Digital Rights alliance file legal complaints across Europe against facial recognition company Clearview AI
Today, noyb and other EU digital rights organisations filed legal complaints to stop online mass surveillance by facial recognition company Clearview.
Complaints in five countries. A coalition of organisations including noyb, Privacy International (PI), Hermes Center and Homo Digitalis has filed a series of submissions against Clearview AI, Inc., a facial recognition company that claims to have "the largest known database of 3+ billion facial images" attained from social media accounts and other online sources. The complaints were submitted to data protection regulators in France, Austria, Italy, Greece and the United Kingdom.
Clearview’s dishonest practices. The company became widely known in January 2020, when a New York Times investigation revealed its practices to the world. Prior to this, Clearview had operated with intentional secrecy, while offering its product to law enforcement agencies in various countries, as well as to private companies. The company uses an automated image scraper, a tool that searches the web and collects any images that it detects as containing human faces. Along with these images, the scraper also collects metadata associated with these images, such as the image or webpage title, geolocation, and source link. Both the facial images and any accompanying metadata are stored on Clearview’s servers indefinitely.
"European data protection laws are very clear when it comes to the purposes companies can use our data for. Extracting our unique facial features or even sharing them with the police and other companies goes far beyond what we could ever expect as online users". - Ioannis Kouvakas, Legal Officer at PI
Multiple authorities are on the case. The five submissions add to the series of investigations launched in the wake of last year’s revelations and noyb’s past intervention in a case before the Hamburg data protection authority. Currently, both the UK and Italian regulators are looking into the company’s practices. Clearview has also been reported to have entered into contracts with law enforcement authorities in Europe. In Greece, following a query submitted by Homo Digitalis, the police have denied collaboration with the company.

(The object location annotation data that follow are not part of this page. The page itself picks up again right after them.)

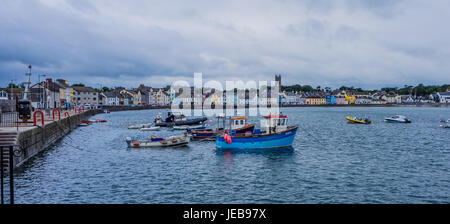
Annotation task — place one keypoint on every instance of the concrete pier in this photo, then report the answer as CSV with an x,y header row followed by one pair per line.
x,y
31,140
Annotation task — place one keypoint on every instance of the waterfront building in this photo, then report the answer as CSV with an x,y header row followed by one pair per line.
x,y
134,95
392,98
45,95
146,94
313,100
160,97
8,98
407,99
84,95
341,100
444,97
111,98
65,93
363,100
3,95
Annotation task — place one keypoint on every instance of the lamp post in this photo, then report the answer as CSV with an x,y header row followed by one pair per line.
x,y
40,86
12,84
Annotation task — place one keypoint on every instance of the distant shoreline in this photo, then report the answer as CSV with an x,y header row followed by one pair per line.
x,y
128,108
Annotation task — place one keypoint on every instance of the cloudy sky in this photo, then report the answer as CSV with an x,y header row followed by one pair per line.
x,y
363,43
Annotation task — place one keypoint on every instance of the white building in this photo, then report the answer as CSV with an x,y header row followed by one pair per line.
x,y
85,95
444,97
111,99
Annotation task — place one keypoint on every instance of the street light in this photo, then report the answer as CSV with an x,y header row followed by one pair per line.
x,y
12,83
39,96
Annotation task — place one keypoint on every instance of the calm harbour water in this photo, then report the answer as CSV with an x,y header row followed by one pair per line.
x,y
332,162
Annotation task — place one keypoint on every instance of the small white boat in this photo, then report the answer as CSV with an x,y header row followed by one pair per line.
x,y
186,127
397,119
174,141
139,126
151,129
445,124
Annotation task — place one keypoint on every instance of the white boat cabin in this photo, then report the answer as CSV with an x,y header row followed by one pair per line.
x,y
238,122
275,123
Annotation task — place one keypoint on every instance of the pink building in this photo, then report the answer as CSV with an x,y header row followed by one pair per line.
x,y
341,100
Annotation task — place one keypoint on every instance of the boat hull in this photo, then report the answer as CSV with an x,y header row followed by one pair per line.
x,y
352,120
181,123
212,134
397,121
278,140
169,142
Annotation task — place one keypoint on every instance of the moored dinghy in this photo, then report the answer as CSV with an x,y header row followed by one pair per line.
x,y
445,124
354,120
397,119
174,141
239,124
277,134
139,126
177,119
151,129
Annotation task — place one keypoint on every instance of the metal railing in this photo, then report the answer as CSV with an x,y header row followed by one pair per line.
x,y
9,119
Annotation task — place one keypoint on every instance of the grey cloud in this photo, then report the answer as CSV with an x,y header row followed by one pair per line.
x,y
362,43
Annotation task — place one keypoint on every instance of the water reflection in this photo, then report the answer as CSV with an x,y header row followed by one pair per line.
x,y
264,152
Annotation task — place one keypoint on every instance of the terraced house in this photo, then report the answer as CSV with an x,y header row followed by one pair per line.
x,y
85,95
135,95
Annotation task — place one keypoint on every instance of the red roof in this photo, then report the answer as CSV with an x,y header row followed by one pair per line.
x,y
276,116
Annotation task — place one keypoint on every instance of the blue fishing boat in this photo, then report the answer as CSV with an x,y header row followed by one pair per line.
x,y
239,124
277,134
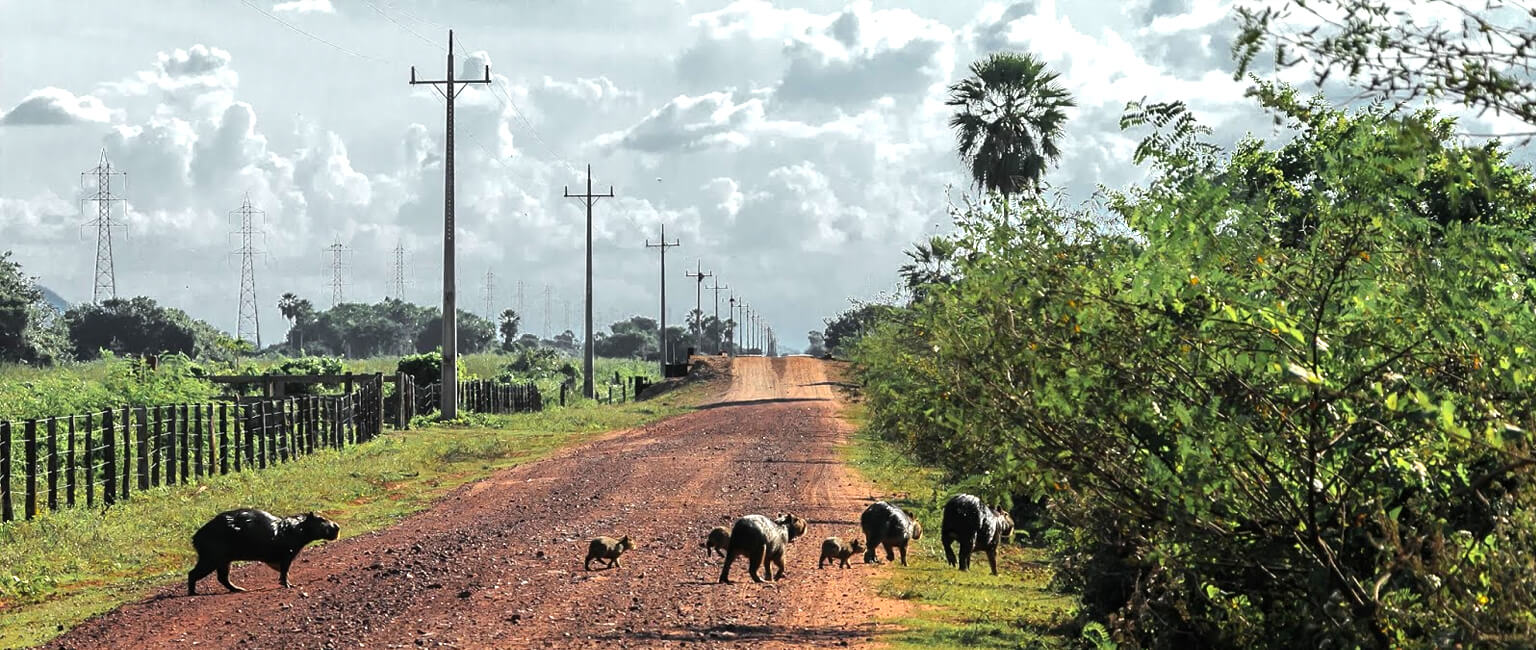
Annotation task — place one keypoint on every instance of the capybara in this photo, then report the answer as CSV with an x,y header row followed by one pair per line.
x,y
251,535
609,549
762,543
885,524
719,538
837,550
976,527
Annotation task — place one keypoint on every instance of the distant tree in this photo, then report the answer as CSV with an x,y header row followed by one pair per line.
x,y
475,334
29,328
139,326
509,329
1009,117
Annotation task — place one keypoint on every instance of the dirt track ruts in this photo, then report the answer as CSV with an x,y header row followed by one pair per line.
x,y
498,563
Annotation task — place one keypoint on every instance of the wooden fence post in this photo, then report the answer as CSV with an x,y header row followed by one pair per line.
x,y
69,466
89,461
52,463
6,514
31,469
109,463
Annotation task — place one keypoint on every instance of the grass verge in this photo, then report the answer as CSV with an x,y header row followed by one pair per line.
x,y
68,566
956,610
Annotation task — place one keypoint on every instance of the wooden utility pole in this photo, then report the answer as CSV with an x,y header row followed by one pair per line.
x,y
698,303
449,88
716,289
587,198
661,341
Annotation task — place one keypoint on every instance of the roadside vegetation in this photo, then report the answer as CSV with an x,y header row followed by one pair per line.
x,y
68,566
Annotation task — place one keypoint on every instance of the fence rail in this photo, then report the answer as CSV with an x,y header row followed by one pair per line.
x,y
105,457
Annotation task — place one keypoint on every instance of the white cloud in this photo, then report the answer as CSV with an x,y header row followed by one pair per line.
x,y
306,6
56,106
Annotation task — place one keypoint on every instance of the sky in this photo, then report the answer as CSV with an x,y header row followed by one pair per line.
x,y
794,149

"It is important to increase scrutiny over this matter. The DPAs have strong investigative powers and we need a coordinated reaction to such public-private partnerships.” - Marina Zacharopoulou, Lawyer and member of Homo Digitalis.
Last month, the Italian data protection authority blocked police forces from using real time facial recognition.
“Facial recognition technologies threaten our online and offline lives. By surreptitiously collecting our biometric data, these technologies introduce a constant surveillance of our bodies.”- Fabio Pietrosanti, President of the Hermes Center.
Facial recognition is extremely intrusive. That is why the use of such systems, and particularly any business model that relies on them, raises grave concerns for modern societies and individuals’ freedom.
“Just because something is online, does not mean it is fair game to be appropriated by others in any way they want to - neither morally nor legally. Data protection authorities need to take action and stop Clearview and similar organisations from hoovering up the personal data of EU residents.” - Alan Dahi, Data Protection Lawyer at noyb.
Next Steps. The regulators now have 3 months to provide a first response to the complaints. We expect them to join forces in ruling that Clearview’s practices have no place in Europe. In the meantime, individuals can ask Clearview whether their face is their database and request that their biometric data no longer be included in the searches the company’s clients perform.